If you’re coming from RB2B
RB2B calls this Hot Pages. Squid ID’s Pages view reports per-page traffic plus the identified visitors on each page.| RB2B | Squid ID | |
|---|---|---|
| Per-page traffic | Hot Pages list | Views, unique visitors, identified visitors, last hit |
| Who hit a page | Limited | Identified visitors per page, with per-visit views and dwell time |
| High-intent flag | Implicit | You define URL patterns; matching pages get flagged across the product |
Why this matters. High-intent patterns you set here drive the flame badge on visitors and the “minimum high-intent pages” ICP rule.
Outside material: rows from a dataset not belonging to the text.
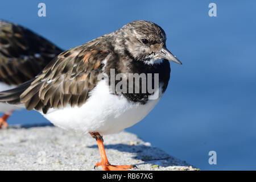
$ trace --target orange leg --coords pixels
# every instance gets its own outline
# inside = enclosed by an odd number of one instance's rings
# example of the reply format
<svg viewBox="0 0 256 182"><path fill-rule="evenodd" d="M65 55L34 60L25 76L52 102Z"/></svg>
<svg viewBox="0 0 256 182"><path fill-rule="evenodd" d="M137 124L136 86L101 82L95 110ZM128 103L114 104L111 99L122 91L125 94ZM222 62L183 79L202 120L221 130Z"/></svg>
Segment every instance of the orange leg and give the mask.
<svg viewBox="0 0 256 182"><path fill-rule="evenodd" d="M97 163L95 167L97 167L101 166L103 170L104 171L128 171L127 169L133 168L134 166L132 165L124 165L124 166L114 166L111 165L106 155L105 151L104 145L103 144L102 137L98 133L90 133L90 134L93 138L95 138L98 143L98 150L100 151L100 154L101 157L101 162Z"/></svg>
<svg viewBox="0 0 256 182"><path fill-rule="evenodd" d="M4 126L6 128L8 128L8 123L6 120L10 117L10 114L4 114L2 118L0 118L0 129L2 126Z"/></svg>

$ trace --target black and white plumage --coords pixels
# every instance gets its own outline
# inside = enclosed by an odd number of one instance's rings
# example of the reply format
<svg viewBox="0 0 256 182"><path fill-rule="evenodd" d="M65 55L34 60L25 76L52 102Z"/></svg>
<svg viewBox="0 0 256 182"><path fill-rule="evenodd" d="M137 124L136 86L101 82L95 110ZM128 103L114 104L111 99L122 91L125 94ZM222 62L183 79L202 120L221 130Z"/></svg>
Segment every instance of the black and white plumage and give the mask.
<svg viewBox="0 0 256 182"><path fill-rule="evenodd" d="M166 40L156 24L131 22L60 53L35 78L1 92L0 101L24 104L63 129L99 135L119 132L142 119L159 101L170 79L168 60L181 64L167 49ZM109 78L112 69L125 75L158 73L159 97L148 100L147 90L110 93L109 81L98 76Z"/></svg>
<svg viewBox="0 0 256 182"><path fill-rule="evenodd" d="M0 90L34 78L61 52L28 29L0 20ZM0 111L6 114L17 108L0 104Z"/></svg>

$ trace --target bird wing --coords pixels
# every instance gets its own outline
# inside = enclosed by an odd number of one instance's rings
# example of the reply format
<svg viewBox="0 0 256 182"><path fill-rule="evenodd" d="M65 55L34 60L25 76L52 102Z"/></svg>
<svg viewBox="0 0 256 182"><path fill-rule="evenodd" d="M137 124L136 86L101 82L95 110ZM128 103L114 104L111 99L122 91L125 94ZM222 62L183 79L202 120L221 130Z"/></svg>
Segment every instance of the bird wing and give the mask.
<svg viewBox="0 0 256 182"><path fill-rule="evenodd" d="M63 50L22 26L0 20L0 81L18 85L36 76Z"/></svg>
<svg viewBox="0 0 256 182"><path fill-rule="evenodd" d="M0 101L23 103L27 110L81 106L98 82L109 53L84 44L60 54L32 80L0 92Z"/></svg>

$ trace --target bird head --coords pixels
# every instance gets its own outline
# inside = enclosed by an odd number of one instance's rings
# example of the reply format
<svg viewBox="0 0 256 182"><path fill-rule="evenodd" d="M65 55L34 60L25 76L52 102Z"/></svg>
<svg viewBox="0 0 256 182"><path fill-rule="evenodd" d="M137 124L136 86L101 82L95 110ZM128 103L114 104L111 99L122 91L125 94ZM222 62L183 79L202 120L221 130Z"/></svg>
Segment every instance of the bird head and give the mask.
<svg viewBox="0 0 256 182"><path fill-rule="evenodd" d="M125 51L134 59L147 64L159 63L162 59L181 64L166 48L166 35L157 24L148 21L136 20L125 25L121 33Z"/></svg>

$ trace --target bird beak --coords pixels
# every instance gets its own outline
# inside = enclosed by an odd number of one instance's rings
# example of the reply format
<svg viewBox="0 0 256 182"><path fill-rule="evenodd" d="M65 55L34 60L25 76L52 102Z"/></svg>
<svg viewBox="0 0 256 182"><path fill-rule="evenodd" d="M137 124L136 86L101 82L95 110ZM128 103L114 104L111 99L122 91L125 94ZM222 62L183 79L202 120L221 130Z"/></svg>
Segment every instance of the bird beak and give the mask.
<svg viewBox="0 0 256 182"><path fill-rule="evenodd" d="M162 59L165 59L174 63L182 64L181 62L176 58L176 56L174 56L165 47L163 47L157 54Z"/></svg>

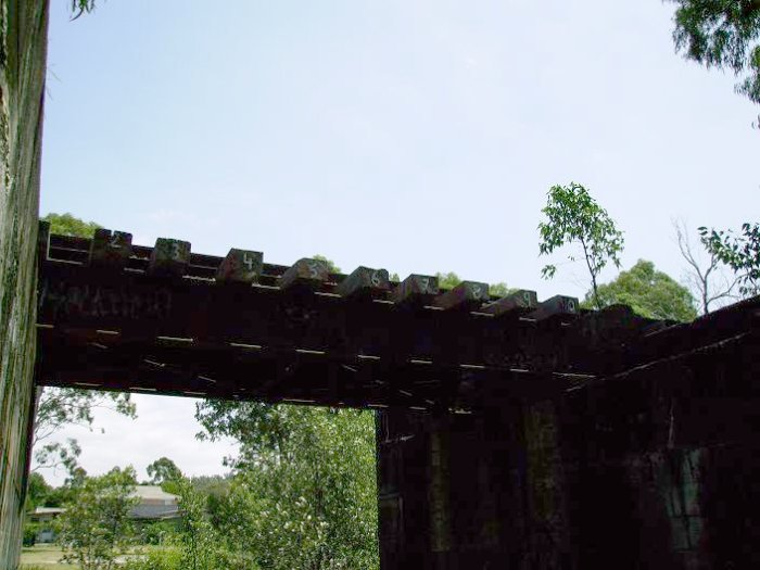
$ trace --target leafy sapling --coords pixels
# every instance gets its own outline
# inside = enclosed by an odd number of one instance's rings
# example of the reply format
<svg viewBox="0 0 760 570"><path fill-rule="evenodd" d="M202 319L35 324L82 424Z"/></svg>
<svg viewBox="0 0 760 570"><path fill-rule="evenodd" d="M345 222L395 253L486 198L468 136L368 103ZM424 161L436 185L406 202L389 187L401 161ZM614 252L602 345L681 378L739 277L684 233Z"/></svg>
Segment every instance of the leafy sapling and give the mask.
<svg viewBox="0 0 760 570"><path fill-rule="evenodd" d="M539 224L540 255L549 255L565 245L578 244L591 276L593 303L601 308L597 278L605 266L612 262L620 267L623 251L623 233L618 230L607 211L599 206L582 185L570 182L549 189L546 207L542 210L546 220ZM575 261L573 255L570 261ZM557 271L556 265L546 265L541 270L544 279Z"/></svg>

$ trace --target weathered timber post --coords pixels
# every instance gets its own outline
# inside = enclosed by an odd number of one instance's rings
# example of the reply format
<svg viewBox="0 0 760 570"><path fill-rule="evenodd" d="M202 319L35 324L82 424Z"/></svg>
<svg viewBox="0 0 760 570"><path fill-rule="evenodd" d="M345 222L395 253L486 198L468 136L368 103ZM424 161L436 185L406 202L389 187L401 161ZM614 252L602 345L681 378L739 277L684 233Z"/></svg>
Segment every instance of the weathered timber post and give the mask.
<svg viewBox="0 0 760 570"><path fill-rule="evenodd" d="M47 0L0 4L0 568L18 566L34 401Z"/></svg>
<svg viewBox="0 0 760 570"><path fill-rule="evenodd" d="M449 417L434 415L428 425L430 440L428 501L430 504L430 550L433 568L448 568L452 549L452 507L449 469Z"/></svg>

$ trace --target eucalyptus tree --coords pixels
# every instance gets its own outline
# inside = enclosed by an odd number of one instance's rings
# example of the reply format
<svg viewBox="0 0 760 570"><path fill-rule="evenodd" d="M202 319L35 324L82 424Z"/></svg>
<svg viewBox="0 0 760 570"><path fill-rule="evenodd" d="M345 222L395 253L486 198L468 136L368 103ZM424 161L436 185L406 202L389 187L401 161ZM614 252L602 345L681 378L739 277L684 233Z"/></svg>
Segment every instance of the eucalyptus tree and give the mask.
<svg viewBox="0 0 760 570"><path fill-rule="evenodd" d="M620 267L623 233L588 190L577 182L553 186L542 212L546 219L539 224L539 254L549 255L562 246L580 245L591 277L591 300L596 308L601 308L597 280L608 263ZM569 259L575 261L577 256L573 252ZM550 279L556 271L556 265L546 265L541 275Z"/></svg>

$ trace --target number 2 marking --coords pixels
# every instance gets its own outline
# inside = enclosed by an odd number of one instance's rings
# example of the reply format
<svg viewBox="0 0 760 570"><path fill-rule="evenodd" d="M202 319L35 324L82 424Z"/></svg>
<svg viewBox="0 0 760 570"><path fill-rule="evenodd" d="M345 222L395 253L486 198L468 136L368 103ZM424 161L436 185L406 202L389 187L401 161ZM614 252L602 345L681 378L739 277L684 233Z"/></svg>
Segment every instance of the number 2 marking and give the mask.
<svg viewBox="0 0 760 570"><path fill-rule="evenodd" d="M319 277L319 264L317 262L308 262L308 269L312 271L312 278Z"/></svg>

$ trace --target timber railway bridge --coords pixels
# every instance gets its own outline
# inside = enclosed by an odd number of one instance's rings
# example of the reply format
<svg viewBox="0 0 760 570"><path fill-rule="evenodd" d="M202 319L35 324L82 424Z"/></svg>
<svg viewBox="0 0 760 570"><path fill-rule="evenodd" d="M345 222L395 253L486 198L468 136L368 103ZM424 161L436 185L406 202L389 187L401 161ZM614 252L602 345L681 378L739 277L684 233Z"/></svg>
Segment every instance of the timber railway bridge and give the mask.
<svg viewBox="0 0 760 570"><path fill-rule="evenodd" d="M377 409L382 568L759 560L760 300L692 324L39 231L39 385Z"/></svg>

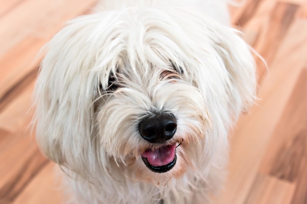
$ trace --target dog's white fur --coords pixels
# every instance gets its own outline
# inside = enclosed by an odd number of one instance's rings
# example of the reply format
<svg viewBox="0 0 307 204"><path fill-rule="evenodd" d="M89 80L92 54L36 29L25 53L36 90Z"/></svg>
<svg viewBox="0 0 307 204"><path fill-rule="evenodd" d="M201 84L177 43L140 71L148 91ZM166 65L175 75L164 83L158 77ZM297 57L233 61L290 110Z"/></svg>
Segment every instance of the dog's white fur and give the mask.
<svg viewBox="0 0 307 204"><path fill-rule="evenodd" d="M72 21L48 44L35 88L38 143L68 175L74 203L206 203L224 178L228 131L255 99L249 46L223 25L223 0L117 8L123 1L102 2L97 8L111 10ZM110 75L120 87L106 92ZM166 144L180 145L175 167L157 173L140 159L154 145L137 127L161 113L178 123Z"/></svg>

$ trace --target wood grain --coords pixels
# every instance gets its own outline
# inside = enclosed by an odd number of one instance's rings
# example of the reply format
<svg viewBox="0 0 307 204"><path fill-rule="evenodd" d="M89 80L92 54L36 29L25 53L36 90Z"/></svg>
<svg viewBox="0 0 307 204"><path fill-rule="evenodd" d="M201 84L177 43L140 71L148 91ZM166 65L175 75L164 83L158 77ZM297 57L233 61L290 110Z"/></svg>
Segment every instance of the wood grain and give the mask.
<svg viewBox="0 0 307 204"><path fill-rule="evenodd" d="M29 110L39 50L96 1L0 0L0 204L65 200L56 165L29 131ZM257 59L259 100L231 131L229 176L216 203L307 204L307 0L246 0L230 8L268 67Z"/></svg>

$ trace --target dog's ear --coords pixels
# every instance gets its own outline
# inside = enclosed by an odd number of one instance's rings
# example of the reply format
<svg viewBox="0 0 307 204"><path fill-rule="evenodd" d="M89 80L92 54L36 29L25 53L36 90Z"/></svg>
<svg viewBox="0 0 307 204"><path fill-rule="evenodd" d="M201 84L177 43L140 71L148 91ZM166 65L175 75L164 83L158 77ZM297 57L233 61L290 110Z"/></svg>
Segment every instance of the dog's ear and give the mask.
<svg viewBox="0 0 307 204"><path fill-rule="evenodd" d="M229 76L227 94L230 107L237 117L256 98L256 70L252 49L237 30L207 22L208 37Z"/></svg>

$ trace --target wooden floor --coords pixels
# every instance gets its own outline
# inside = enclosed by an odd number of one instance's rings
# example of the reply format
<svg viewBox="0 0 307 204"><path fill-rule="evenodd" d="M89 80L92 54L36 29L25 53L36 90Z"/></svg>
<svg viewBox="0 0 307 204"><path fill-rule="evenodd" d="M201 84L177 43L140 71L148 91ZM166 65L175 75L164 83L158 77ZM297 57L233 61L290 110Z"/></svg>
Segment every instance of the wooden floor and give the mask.
<svg viewBox="0 0 307 204"><path fill-rule="evenodd" d="M27 130L41 46L96 0L0 0L0 204L55 204L54 164ZM217 204L307 204L307 0L247 0L232 22L257 60L260 99L231 132Z"/></svg>

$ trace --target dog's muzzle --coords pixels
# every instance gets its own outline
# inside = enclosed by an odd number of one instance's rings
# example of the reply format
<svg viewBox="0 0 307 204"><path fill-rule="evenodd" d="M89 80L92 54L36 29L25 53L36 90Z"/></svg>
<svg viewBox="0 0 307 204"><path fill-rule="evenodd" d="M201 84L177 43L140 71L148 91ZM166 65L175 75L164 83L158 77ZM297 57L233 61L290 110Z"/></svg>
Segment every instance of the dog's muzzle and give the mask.
<svg viewBox="0 0 307 204"><path fill-rule="evenodd" d="M141 154L146 166L156 173L164 173L175 166L176 144L163 145L171 139L177 129L176 119L172 114L161 114L144 118L139 124L141 136L146 140L162 144L155 150L148 149Z"/></svg>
A visitor who matches your ICP and hit /pricing is your hottest lead.
Reading the page list
A time-window selector at the top switches between Last 24 hours, Last 7 days (default), and Last 30 days. Three cells summarize the window: Pages (total pages), High-intent (pages matching your patterns), and Visitors identified. The page table has these columns, all sortable except Page:- Page shows the page title or short path. High-intent pages carry a target icon.
- Views is total pageviews.
- Unique is unique visitors.
- Identified is how many of those visitors were de-anonymized, deduplicated per person.
- Last hit is the most recent view.
Dwell time shows per visitor in the side panel. The page table itself reports views, unique, identified, and last hit.
High-intent pages
High-intent patterns are URL substrings (for example /pricing, /demo, /contact). They’re case-insensitive and match against the path, not the full URL. A visitor who hits any page matching a pattern counts toward an ICP’s minimum-high-intent-pages rule.Open the high-intent settings
Go to Settings, High-intent pages. The High-intent cell on the Pages view also links straight there when none are set.
Add your patterns
Add the path, not the full URL. Enter a substring like /pricing and add it. Each entry is a removable chip. Changes save automatically.